To understand this “certain sense,” we might return to Anscombe’s discussion of pointing to shape rather than color. Following Wittgenstein, Anscombe explains that one way of understanding such an action is to look at its context. Does the person pointing possess the concepts of shape and color? Is there something being accomplished in this context by pointing to shape, such as the teaching of a word? So the spiritual act of pointing to an object’s shape is not constituted by a single event, but rather by a series of events.
This idea that we can understand an action by attending to the narrative elements surrounding it is foundational to Anscombe’s work on intention. An intention is not necessarily an interior thought about what I hope to achieve through a particular action. An action is also intentional when it can be explained or interpreted by past history—for example, by the motive of revenge—or by context. These are all possible applications of that “certain sense” Anscombe speaks of. An intention is therefore more like the underlying meaning of an action in the context of human institutions and history.
This is why “intention” is best understood in light of our body-soul union. One must attend to both material and immaterial aspects of activities—what it means to supply someone goods, for instance, cannot be understood simply by observing physical facts, or by asking what interior thought accompanied the action. It is our participation in established human institutions, such as our systems of finance and commerce, that makes an action like delivering potatoes to someone’s house, in the appropriate context, intelligible as an act of supplying.

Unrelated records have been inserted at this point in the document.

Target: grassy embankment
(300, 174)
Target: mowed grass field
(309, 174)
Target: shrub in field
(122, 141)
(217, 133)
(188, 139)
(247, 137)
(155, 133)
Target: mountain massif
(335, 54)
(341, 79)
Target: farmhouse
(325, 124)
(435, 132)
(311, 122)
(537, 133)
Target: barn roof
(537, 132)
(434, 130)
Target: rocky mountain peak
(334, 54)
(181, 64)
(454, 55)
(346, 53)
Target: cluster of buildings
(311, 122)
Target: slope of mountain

Tying intention too exclusively to interior thought would have grave consequences for ethics. If intention could be a matter of a “private ceremony,” then a president signing an order for a nuclear attack, for example, could absolve himself of guilt by simply saying in his mind, “I am only intending to sign the paper.” Such an approach would be a corruption of the principle of double effect. The institutional context, constituted by both material (e.g. pen and paper) and immaterial (e.g. legal authority) elements, surrounding the act of signing means it is inescapably an intentional act aimed at killing.

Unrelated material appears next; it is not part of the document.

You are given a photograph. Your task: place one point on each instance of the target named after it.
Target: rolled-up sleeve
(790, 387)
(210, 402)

Man is spirit, but he is also body, and this truth has important implications for our lives. Because it reminds us that the spiritual is not something completely alien to the physical, Anscombe’s philosophy offers us a much-needed antidote to the materialism of our times. To search for the spiritual is not to look somewhere obscure, but to look at the everyday facts of human life, institutions, and history. Man and his actions cannot be understood as purely material—nor does he truly understand himself that way. For he has an instinctual grasp of the mystical, which, as Anscombe says, is “as common as humanity.”